Less than two weeks later, showing signs of being very sick, our daughter started a fire in our cabin. We were able to put the fire out quickly. When police picked her up, it was clear she needed long-term medical care. They didn’t even hint about pressing charges. Only the doctor treating her asked if we were doing to press charges, suggesting that might be the best way to get her help. He psychologist didn’t agree with the doctor.
That evening, my husband and I went to the hospital to talk to the doctors and to check on Raven. We were shaken by the events of that day, but we weren’t angry with her. She’d been medication compliant. When I entered the hospital room, Raven was entertaining herself with peanut butter and a spoon. After we hugged, I saw that she was behaving like a 5 year old. She showed me her neat trick. She could put the spoon and peanut butter on her nose, and giggled because it wouldn’t fall off. She seemed oblivious to the events that had just taken place. The next morning, I called CPS and explained why I was unable to bring my daughter home. My heart broke.

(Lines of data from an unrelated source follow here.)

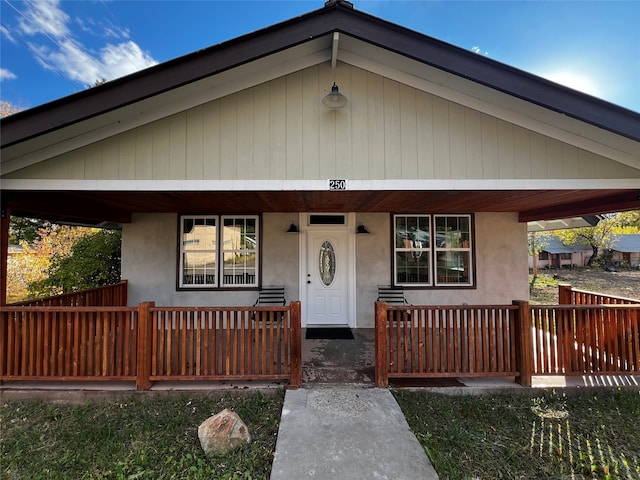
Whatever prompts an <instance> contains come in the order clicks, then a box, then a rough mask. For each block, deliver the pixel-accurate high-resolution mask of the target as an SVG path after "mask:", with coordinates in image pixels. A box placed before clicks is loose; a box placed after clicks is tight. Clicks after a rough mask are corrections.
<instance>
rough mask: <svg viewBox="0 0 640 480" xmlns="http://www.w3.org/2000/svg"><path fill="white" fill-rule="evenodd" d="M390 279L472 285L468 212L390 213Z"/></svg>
mask: <svg viewBox="0 0 640 480" xmlns="http://www.w3.org/2000/svg"><path fill="white" fill-rule="evenodd" d="M393 229H394V239H395V244H394V251H393V253H394V255H393V281H394V284H395V285H399V286H416V287H420V286H425V287H452V286H457V287H462V286H468V287H470V286H473V283H474V275H473V266H474V258H473V245H472V239H473V231H472V217H471V215H438V214H410V215H394V216H393Z"/></svg>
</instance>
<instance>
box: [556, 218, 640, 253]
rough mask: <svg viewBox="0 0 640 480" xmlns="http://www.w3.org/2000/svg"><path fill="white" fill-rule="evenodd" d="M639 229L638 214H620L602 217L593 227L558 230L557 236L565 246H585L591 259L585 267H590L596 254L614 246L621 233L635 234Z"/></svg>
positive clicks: (557, 232)
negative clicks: (589, 246) (580, 244)
mask: <svg viewBox="0 0 640 480" xmlns="http://www.w3.org/2000/svg"><path fill="white" fill-rule="evenodd" d="M638 227H640V212H638V211H632V212H621V213H612V214H608V215H604V216H603V218H602V219H601V220H600V221H599V222H598V224H597V225H595V226H593V227H583V228H571V229H568V230H558V231H557V236H558V237H559V238H560V240H562V243H564V244H565V245H576V244H587V245H589V246H590V247H591V250H592V253H591V257H589V260H588V261H587V266H592V265H593V263H594V261H595V260H596V258H597V257H598V254H600V253H601V252H604V251H606V250H609V249H611V248H613V247H614V246H615V243H616V241H617V239H618V235H619V234H621V233H637V232H638Z"/></svg>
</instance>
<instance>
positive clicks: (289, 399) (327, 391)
mask: <svg viewBox="0 0 640 480" xmlns="http://www.w3.org/2000/svg"><path fill="white" fill-rule="evenodd" d="M303 478H313V479H323V480H336V479H340V480H342V479H349V480H358V479H367V480H369V479H389V480H392V479H393V480H413V479H415V480H435V479H437V478H438V475H437V474H436V472H435V470H434V468H433V466H432V465H431V462H430V461H429V459H428V458H427V455H426V454H425V452H424V449H423V448H422V446H421V445H420V444H419V443H418V440H417V439H416V437H415V435H414V434H413V433H412V432H411V430H409V425H408V424H407V422H406V420H405V418H404V415H403V414H402V412H401V410H400V407H399V406H398V404H397V403H396V401H395V399H394V398H393V396H392V395H391V392H389V391H388V390H386V389H378V388H358V387H337V386H333V387H330V388H314V389H304V388H303V389H298V390H287V392H286V395H285V400H284V407H283V410H282V419H281V422H280V430H279V432H278V441H277V444H276V455H275V459H274V462H273V467H272V470H271V480H300V479H303Z"/></svg>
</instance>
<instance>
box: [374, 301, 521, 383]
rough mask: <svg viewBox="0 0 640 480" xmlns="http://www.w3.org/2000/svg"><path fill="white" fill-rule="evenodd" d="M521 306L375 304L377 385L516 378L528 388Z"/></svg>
mask: <svg viewBox="0 0 640 480" xmlns="http://www.w3.org/2000/svg"><path fill="white" fill-rule="evenodd" d="M526 305H527V304H526V302H520V303H515V304H513V305H493V306H485V305H483V306H470V305H462V306H427V305H421V306H414V305H410V306H390V305H388V304H386V303H383V302H376V306H375V328H376V335H375V339H376V346H375V348H376V354H375V358H376V385H378V386H380V387H383V386H386V385H387V384H388V382H389V379H390V378H391V379H393V378H432V377H487V376H516V377H520V378H521V382H522V383H524V384H526V383H527V382H529V384H530V381H531V379H530V373H529V371H528V368H527V363H526V358H527V357H526V354H527V351H528V349H527V343H526V342H527V338H528V335H527V330H528V329H527V328H526V321H527V316H526V315H523V312H526ZM529 330H530V329H529Z"/></svg>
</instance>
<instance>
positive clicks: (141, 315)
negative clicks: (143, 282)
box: [136, 302, 156, 390]
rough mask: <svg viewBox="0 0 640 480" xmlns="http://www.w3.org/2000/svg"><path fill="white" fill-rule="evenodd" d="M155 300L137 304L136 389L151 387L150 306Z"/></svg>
mask: <svg viewBox="0 0 640 480" xmlns="http://www.w3.org/2000/svg"><path fill="white" fill-rule="evenodd" d="M155 305H156V303H155V302H144V303H141V304H139V305H138V346H137V351H136V354H137V358H136V369H137V371H136V389H137V390H149V389H150V388H151V385H152V383H151V380H149V377H150V376H151V355H152V348H151V339H152V338H153V322H152V314H151V307H154V306H155Z"/></svg>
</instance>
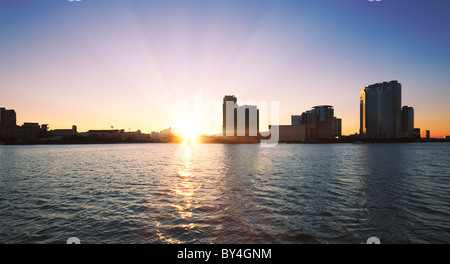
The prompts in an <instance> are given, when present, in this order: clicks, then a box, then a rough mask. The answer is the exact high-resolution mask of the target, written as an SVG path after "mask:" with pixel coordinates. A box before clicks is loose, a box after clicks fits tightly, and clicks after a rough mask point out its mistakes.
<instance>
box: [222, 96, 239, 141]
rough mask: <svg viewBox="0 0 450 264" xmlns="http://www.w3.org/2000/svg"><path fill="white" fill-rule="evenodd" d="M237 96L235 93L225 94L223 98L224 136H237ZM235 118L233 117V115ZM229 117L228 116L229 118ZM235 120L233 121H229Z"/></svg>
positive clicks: (223, 131) (222, 131) (223, 128)
mask: <svg viewBox="0 0 450 264" xmlns="http://www.w3.org/2000/svg"><path fill="white" fill-rule="evenodd" d="M236 102H237V98H236V97H235V96H234V95H225V97H224V98H223V105H222V107H223V122H222V124H223V125H222V135H224V136H236V133H237V130H236V127H237V110H236V107H237V103H236ZM230 115H232V116H233V118H231V116H230ZM227 117H228V118H227ZM227 120H228V121H229V122H230V121H231V120H233V123H231V124H229V123H227Z"/></svg>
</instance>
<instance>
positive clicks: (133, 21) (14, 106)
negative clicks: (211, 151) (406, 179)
mask: <svg viewBox="0 0 450 264" xmlns="http://www.w3.org/2000/svg"><path fill="white" fill-rule="evenodd" d="M24 3H25V2H24V1H2V3H0V7H1V8H0V22H1V23H0V25H1V26H0V37H1V39H2V42H3V44H2V49H0V57H1V58H2V60H0V92H1V95H2V96H1V98H2V101H1V102H0V106H1V107H5V108H6V109H15V110H16V111H17V113H18V114H17V123H18V124H23V123H26V122H34V121H37V122H40V123H46V124H47V123H48V124H49V125H50V127H51V128H70V127H72V125H77V126H78V129H79V130H80V131H87V130H89V129H107V128H109V127H110V126H114V127H116V128H124V129H126V130H128V129H131V130H137V129H140V130H141V131H144V132H151V131H161V130H163V129H165V128H168V127H171V126H173V122H174V120H175V116H174V115H175V113H173V109H172V108H173V105H174V104H175V103H176V102H177V101H188V102H192V101H193V100H194V94H195V93H201V94H202V96H203V100H204V101H219V100H220V98H222V96H223V95H224V94H236V95H238V96H239V98H242V99H244V100H245V101H255V102H258V101H271V100H273V101H279V102H280V125H284V124H289V123H290V118H291V115H295V114H301V112H302V111H303V110H304V109H309V108H310V107H312V106H314V105H333V106H334V109H335V115H336V116H339V117H340V118H342V134H343V135H349V134H354V133H358V132H359V127H360V123H359V92H360V91H361V89H363V88H364V87H366V86H368V85H370V84H373V83H377V82H383V81H390V80H399V81H400V82H401V83H402V89H403V95H402V105H410V106H413V107H414V126H415V127H418V128H421V129H422V130H423V131H425V130H430V131H431V137H438V138H443V137H445V136H447V135H449V134H450V125H449V124H450V122H448V121H450V120H449V119H450V107H449V106H447V105H448V101H449V100H450V96H449V93H448V91H447V90H448V83H450V67H449V65H448V61H450V52H449V51H448V46H450V37H449V36H448V34H445V32H446V29H447V28H448V26H449V25H450V19H449V18H448V17H447V16H446V14H448V12H447V11H449V10H450V4H448V3H446V2H444V1H431V2H427V3H417V2H414V3H411V2H407V1H397V2H396V3H392V2H389V1H381V2H369V1H346V2H345V3H334V2H333V1H301V2H299V1H281V2H277V3H273V2H271V1H227V2H222V1H215V2H212V3H211V2H204V1H189V2H188V1H172V2H170V3H167V2H166V1H165V2H163V1H132V0H131V1H117V2H114V3H110V2H106V1H95V2H94V1H81V2H69V1H56V2H55V1H36V2H33V3H26V4H24ZM379 17H383V19H379ZM214 129H215V130H214ZM214 129H211V131H202V132H204V133H206V134H208V133H211V132H212V131H213V130H214V131H215V132H214V133H220V132H221V131H222V124H221V122H218V123H217V125H216V128H214Z"/></svg>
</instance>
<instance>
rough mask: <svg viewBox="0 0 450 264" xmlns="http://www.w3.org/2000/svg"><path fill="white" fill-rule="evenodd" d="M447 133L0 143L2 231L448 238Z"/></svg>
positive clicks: (79, 237) (221, 236)
mask: <svg viewBox="0 0 450 264" xmlns="http://www.w3.org/2000/svg"><path fill="white" fill-rule="evenodd" d="M449 157H450V144H448V143H405V144H300V145H294V144H288V145H286V144H282V145H279V146H277V147H275V148H261V147H260V146H259V145H257V144H255V145H221V144H203V145H200V144H199V145H196V144H193V145H184V144H123V145H56V146H51V145H50V146H46V145H39V146H0V212H1V218H0V243H65V242H66V240H67V239H68V238H69V237H74V236H75V237H78V238H80V240H81V242H82V243H86V244H87V243H358V244H359V243H365V242H366V240H367V239H368V238H369V237H372V236H375V237H378V238H379V239H380V240H381V242H382V243H450V193H449V190H450V188H449V187H450V178H449V177H450V163H449Z"/></svg>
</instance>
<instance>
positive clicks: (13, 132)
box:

In spite of everything, I see hope. I see more people, like Linda, who care. I see more of us telling our stories so we can make a difference. I see social support groups available online to give advice and support. I see a movement of people who are tired of fighting a system that fails us and has no accountability, and tired of finding our loved ones incarcerated or homeless. I see people educating our politicians and trying to make improvements. I see change coming.
I’m excited to play my small part in fighting for one of the most vulnerable groups of people in our population. I share my story because it needs to be heard.
UPDATE: Raven is back in an acute psychiatric hospital and the doctors have yanked the medication combo that keeps her from the behaviors that we can’t live with. Again, they claim the medications are not "good for her" — as if being lost in her psychosis leaves her better off. Raven is begging for ECT or brain surgery —anything to prevent her from loosing touch with reality. Anything so she can come home. This brings us full circle as we watch her decline. Her prognosis is looking dim. The meds that keep her functioning the best are being denied to her.